Mr Francis said that Britain’s poorly insulated homes waste a quarter of heating spend due to poor energy efficiency, adding to costs and deepening hardship. 

“Despite government promises, real change needs urgent investment, but according to media reports, the Chancellor is unwilling to make the money available for the £13.2 billion Warm Homes Plan,” he said.

“This was a Labour manifesto commitment and Rachel Reeves must see it through. Without action, housing inequality will keep driving poverty and poor health for generations.”

Prime Minister Sir Keir Starmer pledged before the general election to invest in improving energy efficiency and insulating millions of British homes under the Warm Homes Plan. 

But Whitehall officials said today that ministers are considering scaling back the plan as part of a wider review of departmental spending due in early June.

Keep Our NHS Public co-chairman Dr John Puntis said addressing the social determinants of health must be an “absolute priority” for the Labour government.

“This must include a redistribution of wealth from rich to poor,” he said.

“Health service policies that in practice favour the better off, such as outsourcing care to the private sector, must also be revised."

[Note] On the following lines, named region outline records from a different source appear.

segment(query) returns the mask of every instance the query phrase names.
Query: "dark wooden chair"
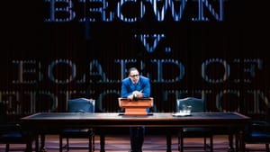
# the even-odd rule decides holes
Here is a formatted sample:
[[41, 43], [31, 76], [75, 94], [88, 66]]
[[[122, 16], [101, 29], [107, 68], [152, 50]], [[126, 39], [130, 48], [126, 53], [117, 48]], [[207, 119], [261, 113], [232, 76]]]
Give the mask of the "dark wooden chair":
[[[94, 112], [94, 100], [76, 98], [68, 101], [68, 112]], [[63, 139], [67, 139], [66, 148], [69, 150], [69, 139], [88, 139], [88, 150], [94, 150], [94, 131], [93, 128], [67, 128], [59, 134], [59, 151], [63, 150]]]
[[[184, 99], [176, 100], [176, 112], [179, 112], [182, 107], [192, 106], [191, 112], [205, 112], [205, 103], [204, 100], [195, 97], [186, 97]], [[212, 132], [211, 128], [205, 127], [184, 127], [179, 129], [178, 133], [178, 150], [180, 152], [184, 151], [184, 139], [185, 138], [202, 138], [204, 144], [204, 150], [213, 151], [213, 141], [212, 141]], [[207, 139], [210, 140], [210, 145], [207, 144]], [[187, 147], [187, 146], [186, 146]]]

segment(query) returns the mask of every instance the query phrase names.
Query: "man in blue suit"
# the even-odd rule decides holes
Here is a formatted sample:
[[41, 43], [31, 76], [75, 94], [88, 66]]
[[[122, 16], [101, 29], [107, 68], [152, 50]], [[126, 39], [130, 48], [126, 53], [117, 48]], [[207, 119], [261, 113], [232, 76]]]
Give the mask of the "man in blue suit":
[[[128, 71], [129, 76], [122, 81], [122, 97], [130, 101], [138, 98], [150, 96], [150, 81], [148, 77], [140, 76], [136, 67]], [[130, 152], [141, 152], [144, 140], [145, 127], [130, 127]]]

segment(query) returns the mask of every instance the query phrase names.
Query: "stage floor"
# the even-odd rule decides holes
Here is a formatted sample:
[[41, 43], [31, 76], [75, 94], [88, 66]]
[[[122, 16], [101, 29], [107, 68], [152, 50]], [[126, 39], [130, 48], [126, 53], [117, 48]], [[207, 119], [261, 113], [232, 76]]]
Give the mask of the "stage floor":
[[[99, 136], [94, 138], [94, 151], [100, 151]], [[59, 139], [58, 135], [46, 136], [46, 151], [47, 152], [58, 152]], [[87, 152], [87, 139], [70, 139], [70, 149], [69, 152]], [[185, 139], [184, 145], [191, 147], [184, 148], [184, 152], [202, 152], [203, 148], [196, 148], [202, 147], [203, 143], [202, 139]], [[66, 144], [66, 140], [63, 140], [63, 144]], [[143, 152], [166, 152], [166, 136], [165, 135], [146, 135], [143, 145]], [[216, 135], [213, 139], [214, 152], [226, 152], [229, 151], [228, 136]], [[0, 144], [0, 152], [4, 152], [5, 145]], [[10, 151], [22, 152], [22, 148], [25, 145], [12, 144]], [[75, 148], [76, 147], [76, 148]], [[248, 144], [247, 148], [252, 149], [252, 151], [265, 151], [264, 144]], [[34, 143], [33, 143], [34, 148]], [[128, 152], [130, 149], [130, 137], [128, 134], [124, 135], [107, 135], [105, 140], [105, 151], [106, 152]], [[67, 151], [66, 148], [63, 150]], [[172, 152], [178, 152], [177, 138], [172, 137]]]

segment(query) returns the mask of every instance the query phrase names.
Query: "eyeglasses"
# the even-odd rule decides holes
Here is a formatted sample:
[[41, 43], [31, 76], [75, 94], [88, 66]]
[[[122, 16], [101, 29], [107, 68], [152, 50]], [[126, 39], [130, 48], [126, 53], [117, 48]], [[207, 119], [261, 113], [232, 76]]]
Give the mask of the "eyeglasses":
[[131, 77], [139, 76], [139, 75], [130, 75]]

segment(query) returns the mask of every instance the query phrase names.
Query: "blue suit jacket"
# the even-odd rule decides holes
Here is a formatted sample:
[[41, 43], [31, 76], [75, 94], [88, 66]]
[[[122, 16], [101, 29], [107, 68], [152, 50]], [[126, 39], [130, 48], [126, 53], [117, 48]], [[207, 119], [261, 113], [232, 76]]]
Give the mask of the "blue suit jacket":
[[150, 96], [150, 81], [148, 77], [140, 76], [139, 82], [137, 85], [132, 83], [130, 77], [127, 77], [122, 81], [122, 97], [128, 97], [132, 94], [133, 91], [141, 91], [143, 93], [143, 97]]

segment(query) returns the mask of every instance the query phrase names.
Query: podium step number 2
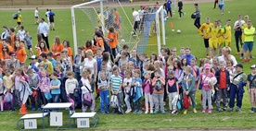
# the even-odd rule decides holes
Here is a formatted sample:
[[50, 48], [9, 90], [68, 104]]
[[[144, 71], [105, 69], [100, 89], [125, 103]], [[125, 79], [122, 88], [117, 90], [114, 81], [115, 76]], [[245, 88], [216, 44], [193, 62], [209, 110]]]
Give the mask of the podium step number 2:
[[62, 113], [50, 113], [50, 125], [51, 126], [62, 126], [63, 125], [63, 114]]
[[24, 128], [25, 129], [37, 129], [36, 119], [24, 120]]
[[77, 118], [77, 128], [90, 127], [89, 118]]

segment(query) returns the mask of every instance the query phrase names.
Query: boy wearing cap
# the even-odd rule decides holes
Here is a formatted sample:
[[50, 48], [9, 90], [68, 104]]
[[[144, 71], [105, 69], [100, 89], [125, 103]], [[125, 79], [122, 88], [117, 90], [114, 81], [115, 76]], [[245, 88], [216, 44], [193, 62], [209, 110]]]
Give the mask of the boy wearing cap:
[[211, 72], [210, 64], [204, 65], [204, 72], [200, 74], [198, 83], [202, 83], [202, 113], [206, 113], [206, 101], [208, 101], [208, 113], [211, 113], [211, 89], [216, 84], [216, 82], [209, 82], [211, 77], [214, 77], [214, 74]]
[[228, 112], [234, 111], [235, 98], [237, 98], [237, 106], [236, 112], [241, 111], [243, 93], [244, 93], [243, 87], [246, 80], [247, 80], [246, 74], [243, 72], [243, 65], [237, 64], [236, 66], [236, 71], [234, 72], [234, 77], [231, 78], [230, 88], [227, 89], [227, 90], [230, 90]]
[[39, 63], [37, 62], [37, 57], [36, 55], [32, 55], [32, 57], [30, 57], [29, 59], [32, 60], [32, 63], [30, 64], [29, 66], [29, 69], [32, 68], [33, 70], [33, 72], [38, 72], [39, 69], [38, 69], [38, 65]]
[[250, 66], [251, 73], [247, 77], [247, 89], [250, 94], [250, 101], [251, 105], [250, 113], [255, 113], [256, 102], [256, 65]]

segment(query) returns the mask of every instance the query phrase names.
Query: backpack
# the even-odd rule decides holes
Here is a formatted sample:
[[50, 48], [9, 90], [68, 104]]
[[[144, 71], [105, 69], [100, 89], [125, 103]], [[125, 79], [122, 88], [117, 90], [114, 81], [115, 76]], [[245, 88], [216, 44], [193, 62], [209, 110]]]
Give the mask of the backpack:
[[6, 94], [5, 95], [5, 98], [4, 98], [4, 101], [5, 102], [11, 102], [13, 100], [13, 96], [10, 92], [6, 92]]
[[188, 109], [189, 108], [189, 101], [188, 101], [188, 96], [185, 95], [184, 99], [183, 99], [183, 102], [184, 102], [184, 109]]
[[135, 86], [131, 86], [131, 88], [130, 88], [130, 99], [135, 98], [136, 95], [137, 95], [136, 87]]
[[111, 99], [110, 99], [110, 102], [109, 105], [113, 108], [117, 108], [118, 107], [118, 99], [116, 95], [112, 95]]
[[14, 14], [12, 15], [12, 18], [13, 18], [13, 19], [18, 19], [18, 13], [14, 13]]
[[162, 84], [161, 84], [161, 82], [160, 82], [160, 79], [158, 79], [158, 80], [156, 81], [155, 87], [156, 87], [156, 90], [157, 90], [157, 91], [160, 91], [160, 90], [162, 89]]
[[104, 52], [109, 52], [110, 55], [112, 55], [112, 49], [109, 45], [109, 43], [106, 41], [106, 40], [103, 40], [103, 42], [104, 42]]

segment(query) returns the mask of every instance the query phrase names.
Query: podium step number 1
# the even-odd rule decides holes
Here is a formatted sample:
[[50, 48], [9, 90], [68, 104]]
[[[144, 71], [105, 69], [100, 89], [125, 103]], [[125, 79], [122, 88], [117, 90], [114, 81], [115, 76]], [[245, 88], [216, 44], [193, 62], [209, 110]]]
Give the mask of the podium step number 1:
[[51, 126], [62, 126], [63, 125], [63, 114], [62, 113], [50, 113], [50, 125]]
[[24, 120], [24, 128], [25, 129], [37, 129], [36, 119]]
[[90, 127], [89, 118], [77, 118], [77, 128]]

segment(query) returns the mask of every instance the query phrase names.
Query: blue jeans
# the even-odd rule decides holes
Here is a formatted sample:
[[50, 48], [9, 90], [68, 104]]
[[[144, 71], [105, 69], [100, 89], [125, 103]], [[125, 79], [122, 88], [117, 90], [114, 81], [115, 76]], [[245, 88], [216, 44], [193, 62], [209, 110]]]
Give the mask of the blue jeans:
[[229, 98], [229, 107], [234, 108], [235, 99], [237, 99], [237, 106], [242, 107], [243, 94], [239, 94], [238, 88], [237, 85], [231, 84], [230, 86], [230, 98]]
[[[100, 112], [109, 112], [109, 90], [100, 90], [99, 91], [100, 96]], [[104, 103], [106, 110], [104, 109]]]
[[59, 102], [59, 94], [52, 94], [53, 102]]

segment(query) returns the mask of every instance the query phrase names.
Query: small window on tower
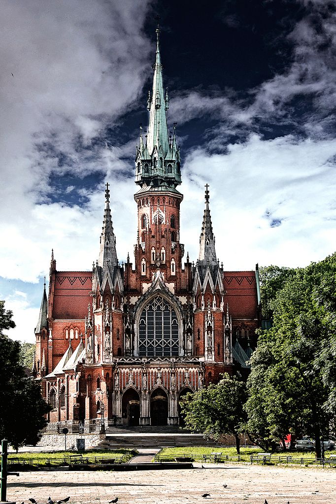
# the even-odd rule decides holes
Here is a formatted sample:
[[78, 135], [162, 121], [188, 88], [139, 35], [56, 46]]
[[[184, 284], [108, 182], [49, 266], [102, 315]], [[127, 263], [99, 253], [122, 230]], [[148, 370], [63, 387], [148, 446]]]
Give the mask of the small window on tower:
[[148, 223], [148, 219], [147, 219], [147, 216], [146, 214], [144, 214], [141, 219], [141, 227], [143, 229], [146, 229], [147, 227], [147, 224]]

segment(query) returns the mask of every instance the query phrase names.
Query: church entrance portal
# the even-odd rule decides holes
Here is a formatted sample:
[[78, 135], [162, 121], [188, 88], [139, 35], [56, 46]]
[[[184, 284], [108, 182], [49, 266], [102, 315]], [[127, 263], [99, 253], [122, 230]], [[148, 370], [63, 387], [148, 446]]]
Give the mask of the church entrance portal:
[[140, 397], [134, 389], [126, 391], [121, 399], [122, 421], [124, 425], [135, 427], [140, 420]]
[[188, 392], [192, 393], [193, 391], [191, 389], [183, 389], [178, 396], [178, 424], [180, 427], [185, 426], [184, 416], [182, 413], [182, 408], [181, 408], [181, 402], [183, 402], [183, 399]]
[[168, 396], [163, 389], [156, 389], [151, 395], [151, 425], [168, 424]]

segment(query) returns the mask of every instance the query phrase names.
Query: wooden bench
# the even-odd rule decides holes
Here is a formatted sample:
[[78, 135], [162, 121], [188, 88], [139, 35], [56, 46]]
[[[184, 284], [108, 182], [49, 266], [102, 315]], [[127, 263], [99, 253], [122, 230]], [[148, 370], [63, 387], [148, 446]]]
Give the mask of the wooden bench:
[[78, 453], [77, 455], [69, 455], [70, 459], [70, 464], [87, 464], [89, 462], [88, 457], [84, 458], [81, 453]]
[[336, 455], [330, 455], [328, 459], [322, 460], [322, 464], [323, 467], [325, 464], [328, 464], [329, 467], [331, 467], [331, 464], [332, 465], [336, 465]]
[[253, 464], [253, 462], [256, 462], [257, 464], [259, 464], [259, 462], [262, 462], [262, 464], [267, 464], [267, 462], [270, 462], [270, 453], [257, 453], [256, 455], [251, 455], [251, 464]]
[[210, 455], [203, 455], [203, 460], [205, 462], [207, 460], [209, 460], [211, 462], [216, 462], [221, 457], [222, 452], [212, 452]]

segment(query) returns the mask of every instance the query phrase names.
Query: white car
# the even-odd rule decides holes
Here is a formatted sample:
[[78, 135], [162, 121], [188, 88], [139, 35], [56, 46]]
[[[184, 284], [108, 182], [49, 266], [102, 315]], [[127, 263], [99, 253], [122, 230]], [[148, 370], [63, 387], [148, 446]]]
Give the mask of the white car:
[[[333, 450], [335, 443], [333, 441], [329, 440], [328, 441], [323, 441], [323, 448], [324, 450]], [[322, 448], [322, 441], [321, 442], [321, 448]], [[310, 439], [309, 436], [304, 436], [302, 439], [298, 439], [295, 445], [295, 449], [301, 450], [315, 450], [315, 441]]]

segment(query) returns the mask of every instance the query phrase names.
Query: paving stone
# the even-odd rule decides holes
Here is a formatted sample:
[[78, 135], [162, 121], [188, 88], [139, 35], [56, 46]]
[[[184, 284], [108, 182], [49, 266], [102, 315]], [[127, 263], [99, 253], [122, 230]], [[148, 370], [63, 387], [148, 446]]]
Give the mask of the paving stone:
[[[70, 496], [69, 504], [331, 504], [336, 470], [315, 468], [207, 464], [174, 471], [40, 471], [9, 476], [7, 498], [19, 504], [34, 497], [46, 504]], [[223, 484], [227, 484], [224, 488]], [[316, 490], [318, 490], [318, 492]]]

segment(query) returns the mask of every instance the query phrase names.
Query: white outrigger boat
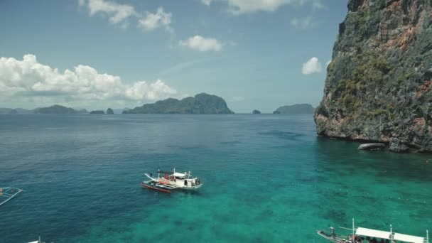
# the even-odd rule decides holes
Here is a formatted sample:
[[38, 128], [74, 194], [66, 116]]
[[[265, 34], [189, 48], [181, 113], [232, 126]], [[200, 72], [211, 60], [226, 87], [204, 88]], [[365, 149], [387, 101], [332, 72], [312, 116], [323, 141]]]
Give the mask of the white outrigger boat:
[[6, 203], [23, 190], [16, 188], [0, 188], [0, 205]]
[[[161, 174], [164, 175], [161, 176]], [[202, 184], [200, 178], [192, 177], [190, 171], [184, 173], [176, 172], [176, 168], [173, 171], [158, 171], [158, 177], [153, 178], [153, 174], [145, 173], [150, 180], [143, 181], [141, 186], [158, 190], [161, 192], [171, 193], [174, 189], [197, 190]]]
[[[38, 238], [38, 240], [36, 240], [34, 242], [30, 242], [28, 243], [46, 243], [45, 242], [43, 242], [42, 239], [40, 239], [40, 236], [39, 236], [39, 238]], [[51, 243], [54, 243], [53, 242]]]
[[328, 239], [332, 242], [335, 243], [362, 243], [364, 239], [367, 242], [371, 243], [429, 243], [429, 232], [426, 230], [426, 237], [421, 237], [414, 235], [404, 234], [393, 232], [392, 225], [390, 225], [390, 231], [381, 231], [363, 227], [355, 227], [354, 226], [354, 219], [352, 219], [352, 229], [340, 228], [352, 231], [346, 236], [336, 234], [335, 228], [330, 227], [330, 232], [326, 232], [323, 230], [318, 230], [317, 233], [321, 237]]

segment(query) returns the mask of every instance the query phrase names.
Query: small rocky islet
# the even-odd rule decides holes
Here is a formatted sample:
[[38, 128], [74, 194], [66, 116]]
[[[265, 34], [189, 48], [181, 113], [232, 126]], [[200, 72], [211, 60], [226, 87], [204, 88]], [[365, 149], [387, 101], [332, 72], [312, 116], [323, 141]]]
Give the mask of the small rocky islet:
[[431, 6], [349, 1], [315, 112], [318, 135], [432, 152]]

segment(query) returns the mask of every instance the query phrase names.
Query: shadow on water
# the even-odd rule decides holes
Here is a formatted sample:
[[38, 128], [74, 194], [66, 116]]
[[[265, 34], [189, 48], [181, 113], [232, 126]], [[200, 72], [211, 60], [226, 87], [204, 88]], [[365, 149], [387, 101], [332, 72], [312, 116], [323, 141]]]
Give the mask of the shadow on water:
[[[428, 189], [432, 186], [431, 157], [387, 151], [359, 151], [356, 142], [318, 138], [315, 168], [325, 179], [316, 186], [322, 202], [318, 212], [333, 225], [355, 217], [363, 227], [387, 230], [393, 223], [405, 232], [424, 234], [432, 224]], [[417, 227], [413, 225], [416, 221]]]

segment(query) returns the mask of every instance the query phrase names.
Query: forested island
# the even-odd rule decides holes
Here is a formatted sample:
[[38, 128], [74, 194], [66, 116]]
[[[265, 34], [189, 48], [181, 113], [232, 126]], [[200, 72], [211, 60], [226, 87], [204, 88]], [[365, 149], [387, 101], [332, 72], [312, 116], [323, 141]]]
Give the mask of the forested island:
[[309, 104], [296, 104], [280, 107], [273, 114], [313, 114], [314, 110]]
[[123, 114], [233, 114], [225, 101], [201, 93], [180, 100], [169, 98], [123, 111]]

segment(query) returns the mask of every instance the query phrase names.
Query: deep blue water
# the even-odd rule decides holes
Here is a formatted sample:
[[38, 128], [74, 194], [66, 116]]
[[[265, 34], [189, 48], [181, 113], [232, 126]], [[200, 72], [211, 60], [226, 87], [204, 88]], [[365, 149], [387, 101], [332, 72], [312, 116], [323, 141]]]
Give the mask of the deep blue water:
[[[325, 242], [432, 229], [432, 158], [318, 138], [311, 115], [0, 115], [0, 242]], [[143, 189], [192, 171], [198, 193]], [[338, 232], [345, 233], [342, 230]]]

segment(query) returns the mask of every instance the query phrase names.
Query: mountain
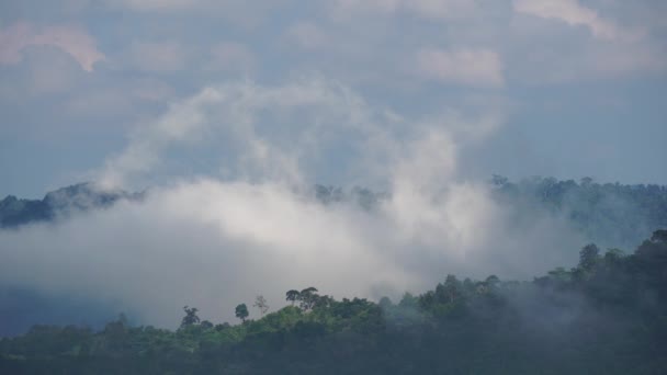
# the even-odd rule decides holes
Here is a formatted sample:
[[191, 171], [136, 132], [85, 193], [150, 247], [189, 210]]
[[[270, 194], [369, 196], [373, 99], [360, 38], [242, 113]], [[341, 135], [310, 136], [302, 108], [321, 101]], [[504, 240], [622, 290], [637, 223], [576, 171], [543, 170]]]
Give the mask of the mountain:
[[88, 182], [49, 192], [42, 200], [22, 200], [9, 195], [0, 201], [0, 228], [48, 221], [77, 212], [106, 208], [120, 200], [139, 200], [142, 196], [143, 193], [100, 190]]

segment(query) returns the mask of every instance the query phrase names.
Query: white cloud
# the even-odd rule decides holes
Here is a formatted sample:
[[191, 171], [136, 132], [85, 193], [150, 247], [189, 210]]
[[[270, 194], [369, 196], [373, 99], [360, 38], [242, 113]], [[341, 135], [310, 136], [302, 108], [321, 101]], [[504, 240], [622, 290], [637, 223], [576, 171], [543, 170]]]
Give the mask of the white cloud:
[[303, 48], [319, 48], [327, 44], [327, 37], [313, 22], [299, 22], [287, 29], [286, 36]]
[[474, 87], [501, 87], [502, 63], [488, 49], [425, 48], [417, 54], [417, 71], [426, 78]]
[[142, 71], [174, 72], [185, 68], [188, 52], [178, 42], [132, 43], [128, 52], [131, 64]]
[[408, 12], [426, 19], [449, 19], [477, 11], [474, 0], [337, 0], [338, 16], [346, 12]]
[[513, 8], [519, 13], [558, 20], [569, 25], [584, 25], [595, 37], [602, 39], [618, 41], [638, 36], [602, 19], [598, 12], [583, 7], [577, 0], [515, 0]]
[[112, 7], [126, 7], [136, 11], [178, 11], [199, 7], [207, 0], [111, 0]]
[[29, 46], [54, 46], [71, 55], [86, 71], [103, 60], [95, 41], [86, 31], [69, 25], [37, 29], [26, 22], [16, 22], [0, 31], [0, 64], [18, 64]]
[[257, 69], [255, 54], [244, 44], [223, 42], [211, 47], [211, 61], [205, 64], [208, 70], [250, 73]]
[[[564, 238], [544, 240], [567, 238], [554, 223], [511, 227], [485, 184], [460, 179], [460, 149], [488, 135], [461, 129], [477, 125], [409, 120], [321, 78], [207, 88], [134, 133], [104, 175], [133, 180], [168, 148], [208, 139], [238, 173], [179, 174], [144, 202], [2, 231], [0, 282], [116, 302], [173, 327], [185, 304], [219, 321], [260, 293], [273, 308], [285, 291], [310, 285], [337, 297], [397, 296], [451, 272], [517, 276], [572, 258], [549, 248]], [[305, 194], [308, 162], [354, 143], [352, 159], [336, 168], [361, 166], [385, 181], [391, 197], [368, 212]]]

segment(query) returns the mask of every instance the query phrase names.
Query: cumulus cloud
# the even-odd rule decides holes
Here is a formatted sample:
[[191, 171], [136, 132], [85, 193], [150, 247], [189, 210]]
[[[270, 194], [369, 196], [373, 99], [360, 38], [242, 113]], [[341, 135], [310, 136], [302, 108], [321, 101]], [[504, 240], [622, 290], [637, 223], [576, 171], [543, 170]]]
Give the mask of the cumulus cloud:
[[251, 73], [258, 61], [248, 46], [236, 42], [223, 42], [211, 47], [211, 61], [206, 68], [229, 72]]
[[188, 52], [178, 42], [138, 42], [129, 46], [128, 59], [140, 71], [173, 72], [185, 67]]
[[29, 46], [60, 48], [86, 71], [92, 71], [93, 65], [105, 58], [98, 50], [93, 37], [80, 27], [59, 25], [38, 29], [27, 22], [16, 22], [0, 30], [0, 64], [19, 64]]
[[417, 69], [427, 78], [448, 83], [501, 87], [505, 82], [500, 57], [487, 49], [425, 48], [417, 54]]
[[477, 4], [472, 0], [337, 0], [336, 5], [340, 13], [408, 12], [427, 19], [461, 18], [477, 11]]
[[513, 8], [520, 13], [586, 26], [595, 37], [602, 39], [618, 41], [633, 36], [601, 18], [595, 10], [579, 4], [577, 0], [515, 0]]
[[[142, 202], [2, 231], [0, 282], [112, 302], [173, 327], [185, 304], [219, 321], [260, 293], [276, 308], [285, 291], [310, 285], [397, 296], [446, 273], [561, 264], [572, 254], [551, 251], [549, 239], [562, 248], [565, 230], [550, 220], [512, 227], [484, 183], [461, 178], [460, 149], [488, 134], [461, 129], [479, 122], [410, 120], [318, 77], [206, 88], [135, 133], [102, 177], [126, 185], [170, 148], [211, 138], [234, 173], [176, 175]], [[310, 180], [331, 160], [313, 161], [331, 147], [352, 155], [336, 168], [363, 166], [391, 195], [371, 211], [317, 202]]]

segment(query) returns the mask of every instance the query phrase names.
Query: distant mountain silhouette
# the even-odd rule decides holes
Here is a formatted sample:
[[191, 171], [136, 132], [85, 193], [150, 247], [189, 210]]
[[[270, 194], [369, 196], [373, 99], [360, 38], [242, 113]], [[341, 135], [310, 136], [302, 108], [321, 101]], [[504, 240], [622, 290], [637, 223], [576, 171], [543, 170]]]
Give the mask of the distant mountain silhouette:
[[142, 193], [122, 190], [101, 190], [89, 182], [58, 189], [42, 200], [22, 200], [9, 195], [0, 201], [0, 228], [48, 221], [76, 212], [110, 207], [120, 200], [138, 200], [142, 196]]

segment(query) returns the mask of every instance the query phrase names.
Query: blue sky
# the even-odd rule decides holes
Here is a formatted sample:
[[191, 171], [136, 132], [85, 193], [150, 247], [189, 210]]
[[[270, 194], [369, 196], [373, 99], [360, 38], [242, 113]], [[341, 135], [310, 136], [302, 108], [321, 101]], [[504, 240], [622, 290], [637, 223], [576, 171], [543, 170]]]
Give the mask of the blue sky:
[[[308, 80], [400, 116], [386, 126], [407, 137], [414, 122], [452, 114], [493, 123], [481, 140], [454, 141], [462, 179], [666, 184], [665, 20], [658, 0], [3, 1], [0, 196], [94, 179], [204, 88]], [[329, 115], [262, 111], [259, 132], [278, 144], [293, 122]], [[307, 178], [359, 182], [340, 167], [354, 164], [352, 137], [315, 152]], [[239, 147], [192, 141], [160, 147], [160, 168], [139, 185], [224, 177]]]

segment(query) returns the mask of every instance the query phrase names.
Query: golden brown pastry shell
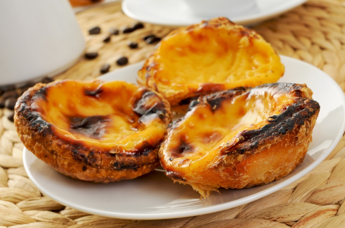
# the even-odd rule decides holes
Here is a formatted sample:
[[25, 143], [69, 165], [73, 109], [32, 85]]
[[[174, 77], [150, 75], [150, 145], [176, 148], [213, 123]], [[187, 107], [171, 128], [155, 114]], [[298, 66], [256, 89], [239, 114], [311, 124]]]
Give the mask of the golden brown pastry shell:
[[[118, 93], [127, 100], [114, 101]], [[171, 118], [169, 104], [160, 95], [120, 82], [38, 84], [18, 99], [15, 109], [14, 123], [28, 150], [65, 175], [96, 182], [132, 179], [155, 169], [159, 164], [158, 150]], [[56, 114], [59, 112], [63, 115]], [[90, 114], [96, 113], [98, 115]], [[133, 137], [137, 138], [135, 143], [127, 142], [126, 138], [112, 142], [111, 138], [102, 139], [107, 131], [111, 138], [111, 126], [107, 124], [114, 122], [111, 118], [116, 114], [131, 118], [131, 124], [142, 129], [133, 131], [138, 134]], [[141, 121], [145, 124], [135, 122]], [[132, 127], [126, 124], [121, 127]], [[141, 132], [145, 130], [148, 132], [144, 135]]]
[[168, 34], [139, 71], [138, 81], [178, 110], [200, 95], [276, 82], [284, 73], [279, 56], [260, 35], [218, 18]]
[[161, 165], [204, 197], [280, 179], [302, 162], [312, 141], [320, 109], [312, 94], [305, 85], [279, 83], [200, 97], [168, 128]]

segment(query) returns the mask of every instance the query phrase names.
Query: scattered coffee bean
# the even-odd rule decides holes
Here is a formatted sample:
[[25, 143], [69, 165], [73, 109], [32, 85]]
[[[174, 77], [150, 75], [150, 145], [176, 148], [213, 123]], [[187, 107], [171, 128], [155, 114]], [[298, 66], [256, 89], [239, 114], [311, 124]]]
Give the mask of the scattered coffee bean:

WHO called for action to address the “structural drivers” of inequality, including economic and political systems that create an unequal distribution of money, power and resources.

“The new report reinforces that most health outcomes are driven by the social circumstances of daily life, and inequities in power, money and resources,” Prof Marmot said.

“These structural drivers of health inequalities have received much less focus over the period since they were laid out in the commission’s report.”